O que fazer na cidade onde o dia começa primeiro nas Américas?
A capital paraibana combina praias urbanas, centro histórico tombado e atrações que aparecem em poucos roteiros do Nordeste. Entre os passeios mais procurados pelos visitantes:
- Farol do Cabo Branco: marco geográfico do ponto mais oriental das Américas continentais, na Ponta do Seixas, com vista panorâmica do litoral.
- Piscinas Naturais do Seixas: formadas nos recifes a poucos metros da praia, acessíveis em catamarã durante a maré baixa.
- Centro Histórico: tombado em 2007 como patrimônio nacional, reúne arquitetura colonial, igrejas barrocas e o Mosteiro de São Bento, do século XVI.
- Estação Cabo Branco: centro cultural projetado por Oscar Niemeyer, com exposições, observatório astronômico e vista para a falésia.
- Praia do Jacaré: em Cabedelo, na região metropolitana, recebe o famoso pôr do sol embalado pelo Bolero de Ravel tocado ao vivo no saxofone.
- Praia do Bessa: 5,3 km de orla com o trecho conhecido como Caribessa, de águas calmas e corais preservados, ideal para caiaque e stand up paddle.
- Parque Solon de Lucena: 35 mil m² no centro com 215 palmeiras imperiais cercando a lagoa, ciclovia e pista de skate.
Quem deseja explorar as belezas e a história de uma das capitais mais antigas e acolhedoras do Brasil, vai curtir este vídeo especialmente selecionado do canal Rolê Família, que já conta com mais de 273 mil visualizações, onde é apresentado um roteiro completo de 6 dias por João Pessoa e região, Paraíba:
Como é morar em uma capital com custo de vida 30% menor
Quem se muda para Jampa encontra um padrão de vida que costuma surpreender por equilibrar conforto urbano e ritmo de cidade menor.

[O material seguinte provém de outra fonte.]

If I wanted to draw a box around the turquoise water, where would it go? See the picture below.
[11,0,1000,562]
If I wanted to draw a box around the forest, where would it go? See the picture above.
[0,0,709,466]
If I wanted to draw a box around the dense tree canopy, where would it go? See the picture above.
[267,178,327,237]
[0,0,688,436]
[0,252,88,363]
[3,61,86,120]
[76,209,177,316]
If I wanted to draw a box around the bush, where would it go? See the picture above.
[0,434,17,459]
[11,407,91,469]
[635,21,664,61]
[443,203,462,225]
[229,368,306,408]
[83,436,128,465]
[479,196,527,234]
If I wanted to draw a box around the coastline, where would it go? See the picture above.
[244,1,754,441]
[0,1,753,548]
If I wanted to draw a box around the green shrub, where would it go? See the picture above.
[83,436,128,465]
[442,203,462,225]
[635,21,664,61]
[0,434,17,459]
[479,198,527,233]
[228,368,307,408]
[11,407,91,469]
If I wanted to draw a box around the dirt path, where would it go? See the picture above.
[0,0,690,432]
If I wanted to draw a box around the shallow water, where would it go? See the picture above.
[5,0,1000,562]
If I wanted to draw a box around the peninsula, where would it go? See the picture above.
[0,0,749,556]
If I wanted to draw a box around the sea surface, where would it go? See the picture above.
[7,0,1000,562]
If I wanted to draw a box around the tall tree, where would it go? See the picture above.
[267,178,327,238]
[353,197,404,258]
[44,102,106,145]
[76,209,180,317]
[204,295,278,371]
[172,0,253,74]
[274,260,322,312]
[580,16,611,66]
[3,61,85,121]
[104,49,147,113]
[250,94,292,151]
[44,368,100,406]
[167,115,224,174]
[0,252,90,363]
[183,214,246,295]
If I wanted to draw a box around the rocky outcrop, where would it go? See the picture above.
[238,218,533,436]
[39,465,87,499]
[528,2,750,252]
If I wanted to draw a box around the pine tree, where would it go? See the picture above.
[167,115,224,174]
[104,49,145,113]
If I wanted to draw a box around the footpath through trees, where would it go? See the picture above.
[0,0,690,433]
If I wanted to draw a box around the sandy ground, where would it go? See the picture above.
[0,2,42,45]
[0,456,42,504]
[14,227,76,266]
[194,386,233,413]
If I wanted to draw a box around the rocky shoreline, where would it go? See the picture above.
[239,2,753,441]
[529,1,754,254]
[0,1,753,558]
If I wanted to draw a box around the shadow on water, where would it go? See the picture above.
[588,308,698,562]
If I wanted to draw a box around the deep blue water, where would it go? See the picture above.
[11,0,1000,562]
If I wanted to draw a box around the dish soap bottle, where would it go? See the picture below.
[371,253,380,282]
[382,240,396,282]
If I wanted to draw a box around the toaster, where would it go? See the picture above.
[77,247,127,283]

Com cerca de 825 mil habitantes, a capital tem aluguéis residenciais em bairros centrais que variam entre R$ 800 e R$ 2.500, valores cerca de 30% inferiores aos praticados em Recife ou Fortaleza.
A orla é plana, contínua e percorrida por ciclovia, o que permite ir de bicicleta da Praia de Cabo Branco até Manaíra sem interrupções. O Aeroporto Internacional Presidente Castro Pinto, no município vizinho de Bayeux, registrou mais de 738 mil passageiros apenas no primeiro semestre de 2024, segundo dados da operadora aeroportuária, e mantém voos diretos para as principais capitais do país.
Segundo o secretário de Turismo da capital, Daniel Rodrigues, em balanço oficial da Prefeitura, a ocupação hoteleira saltou de 68% para 75% entre 2023 e 2024, e a cidade foi apelidada pelos agentes de viagem de Queridinha do Nordeste.
Sabores da culinária paraibana à beira-mar
A gastronomia local mistura ingredientes do sertão e do litoral, com peixes frescos pescados na orla pela manhã e pratos servidos à tarde nos quiosques. Entre as opções mais procuradas:
- Carne de sol com macaxeira: prato símbolo do sertão paraibano, servido com manteiga de garrafa e queijo coalho.
- Camarão na moranga: abóbora recheada com camarões frescos do litoral norte, especialidade dos restaurantes de Tambaú.
- Tapioca recheada: vendida nas barracas da orla com opções doces (coco e leite condensado) ou salgadas (carne de sol e queijo).
- Caldeirada de frutos do mar: ensopado com peixes, camarão, lula e leite de coco, comum nos restaurantes do centro.
- Rabada com pirão: prato tradicional servido em mercados populares, especialmente no Mercado Central.
Quando ir para encontrar o mar mais cristalino?
O período entre setembro e fevereiro é o mais procurado para visitar a capital paraibana. Nesses meses, as chuvas diminuem, o mar fica mais transparente em tons azul-esverdeados e as marés baixas formam as piscinas naturais ideais para mergulho. A temperatura do ar varia pouco ao longo do ano, com médias entre 24°C e 30°C.
Temperaturas aproximadas com base no Climatempo. Condições podem variar.
A capital que recebe o sol antes do resto do Brasil
Poucos lugares no país conseguem combinar mar morno todo dia, mata nativa no quintal, segurança acima da média do Nordeste e custo de vida acessível. Jampa virou refúgio para quem trocou o ritmo das grandes capitais por uma rotina onde o mergulho da manhã faz parte do dia.
Você precisa conhecer João Pessoa e descobrir, no primeiro raio de sol que toca as Américas, por que tanta gente está decidindo ficar.